Some Japanese martyrs celebrated in Mexico?

During some restoration works in the former Franciscan church in Cuernavaca, Mexico mural paintings were discovered under coats of painting. The church walls were covered with scenes representing the martyrdom of 26 Christians put to death at Nagasaki on February 6, 1597 in the aftermath of the foundering of the Spanish galleon San Felipe off the coast of Shikoku. A chain of intrigues and blunders led to the confiscation of the rich cargo of the galleon and the condemnation of 26 Christians who were arrested in Kyōto, priests and faithful, Japanese and Westerners, adults and children, Jesuits and Franciscans. This scene as well as others set on the different walls of the church, follows rather closely the written sources describing the execution.

Crucifixion existed in Japan before the introduction of Christianity: since the Heian period (794-1185) it was the way to execute thieves. The convicts were first mutilated and exhibited around town before being tied (not nailed) on a cross. Two executioners had to cross their spears in front the eyes of the convicts and then spear them on each side of the thorax. This is this precise moment that the mural painting has illustrated. Above the martyrs the artists painted a fire in the form of a column, which is evidence of the Franciscan origin of the painting. The Franciscans in Japan were adamant about the supernatural event that occurred at the moment of execution: some “columns of fire” appeared in the sky. The artists in Mexico gave a direct translation of this event, which has been denied by the Jesuits.

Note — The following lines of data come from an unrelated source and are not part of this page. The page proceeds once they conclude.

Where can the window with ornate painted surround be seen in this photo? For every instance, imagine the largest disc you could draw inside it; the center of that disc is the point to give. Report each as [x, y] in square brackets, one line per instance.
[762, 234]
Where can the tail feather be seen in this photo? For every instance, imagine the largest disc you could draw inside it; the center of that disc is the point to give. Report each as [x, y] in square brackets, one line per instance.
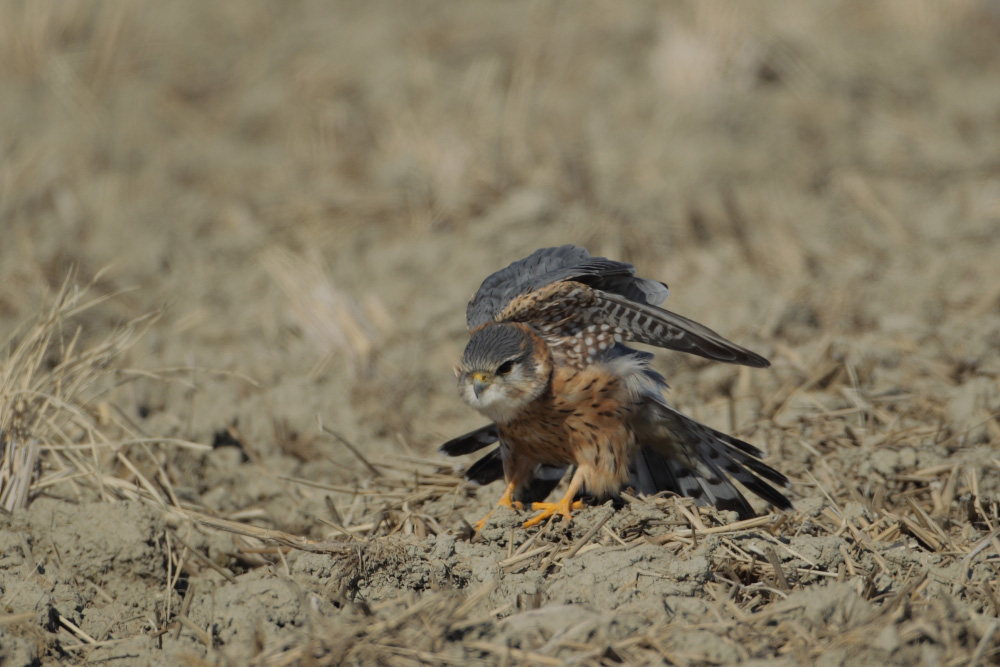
[678, 454]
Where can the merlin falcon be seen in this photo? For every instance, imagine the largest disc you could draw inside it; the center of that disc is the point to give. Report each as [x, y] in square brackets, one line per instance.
[547, 363]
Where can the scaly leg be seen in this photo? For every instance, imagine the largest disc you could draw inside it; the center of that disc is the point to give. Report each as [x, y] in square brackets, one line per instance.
[504, 501]
[562, 507]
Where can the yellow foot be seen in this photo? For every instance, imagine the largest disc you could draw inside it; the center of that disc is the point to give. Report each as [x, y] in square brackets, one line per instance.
[562, 507]
[514, 505]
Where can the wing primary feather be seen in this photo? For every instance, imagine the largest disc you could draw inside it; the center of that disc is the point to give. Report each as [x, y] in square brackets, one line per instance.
[470, 442]
[655, 326]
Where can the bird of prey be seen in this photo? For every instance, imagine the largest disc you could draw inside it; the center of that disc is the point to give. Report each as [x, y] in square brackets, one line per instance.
[547, 363]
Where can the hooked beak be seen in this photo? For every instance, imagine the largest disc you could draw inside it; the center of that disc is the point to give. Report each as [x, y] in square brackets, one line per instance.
[479, 383]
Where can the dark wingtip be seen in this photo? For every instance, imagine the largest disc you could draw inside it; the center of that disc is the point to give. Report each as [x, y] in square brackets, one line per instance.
[470, 442]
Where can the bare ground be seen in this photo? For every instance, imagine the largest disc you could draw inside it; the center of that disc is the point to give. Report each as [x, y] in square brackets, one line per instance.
[236, 241]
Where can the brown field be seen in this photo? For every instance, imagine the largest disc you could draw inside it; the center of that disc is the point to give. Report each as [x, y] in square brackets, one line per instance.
[236, 243]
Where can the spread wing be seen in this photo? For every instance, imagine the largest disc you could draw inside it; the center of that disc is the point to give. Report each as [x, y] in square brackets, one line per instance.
[552, 265]
[562, 291]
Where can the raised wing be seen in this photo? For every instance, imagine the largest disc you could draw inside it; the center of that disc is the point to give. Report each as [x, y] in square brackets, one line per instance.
[577, 313]
[551, 265]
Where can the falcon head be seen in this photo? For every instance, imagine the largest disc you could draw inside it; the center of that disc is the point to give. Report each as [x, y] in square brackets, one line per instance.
[504, 368]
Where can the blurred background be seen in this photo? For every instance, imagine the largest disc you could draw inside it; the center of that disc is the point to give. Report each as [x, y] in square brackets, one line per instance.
[311, 191]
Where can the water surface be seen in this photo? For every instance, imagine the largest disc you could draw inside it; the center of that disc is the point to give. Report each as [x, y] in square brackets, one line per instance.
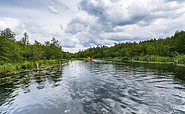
[98, 87]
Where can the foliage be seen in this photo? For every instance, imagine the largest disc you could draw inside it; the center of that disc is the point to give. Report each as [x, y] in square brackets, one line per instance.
[12, 51]
[158, 50]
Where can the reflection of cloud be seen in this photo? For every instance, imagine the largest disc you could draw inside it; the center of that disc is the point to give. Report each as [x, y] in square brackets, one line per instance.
[52, 10]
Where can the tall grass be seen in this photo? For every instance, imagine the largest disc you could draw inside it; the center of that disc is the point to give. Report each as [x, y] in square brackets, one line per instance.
[9, 67]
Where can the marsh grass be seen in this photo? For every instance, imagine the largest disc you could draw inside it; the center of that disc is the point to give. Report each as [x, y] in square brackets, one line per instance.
[10, 67]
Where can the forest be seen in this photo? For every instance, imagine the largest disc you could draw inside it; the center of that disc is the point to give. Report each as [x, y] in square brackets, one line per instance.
[168, 49]
[17, 51]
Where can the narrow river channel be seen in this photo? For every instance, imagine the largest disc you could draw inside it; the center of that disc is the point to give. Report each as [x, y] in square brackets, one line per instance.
[97, 87]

The diary of a noble Aztec bears witness to the fact that news of the martyrdom had reached Mexico at the end of December 1597. The following year the Franciscans carried the relics of the martyrs to Mexico. The Franciscan convent of Cuernavaca was situated on the road from Acapulco, port of arrival of the Manila galleon, and the capital city of New Spain. The Franciscans whose destination was the Philippines or Japan had all spent some time in the convent of Cuernavaca, which is the reason why the martyrs are celebrated there. Moreover, the Franciscan friar Felipe de Jesús (1572-1597) was among the martyrs: he is the first martyr of Mexico.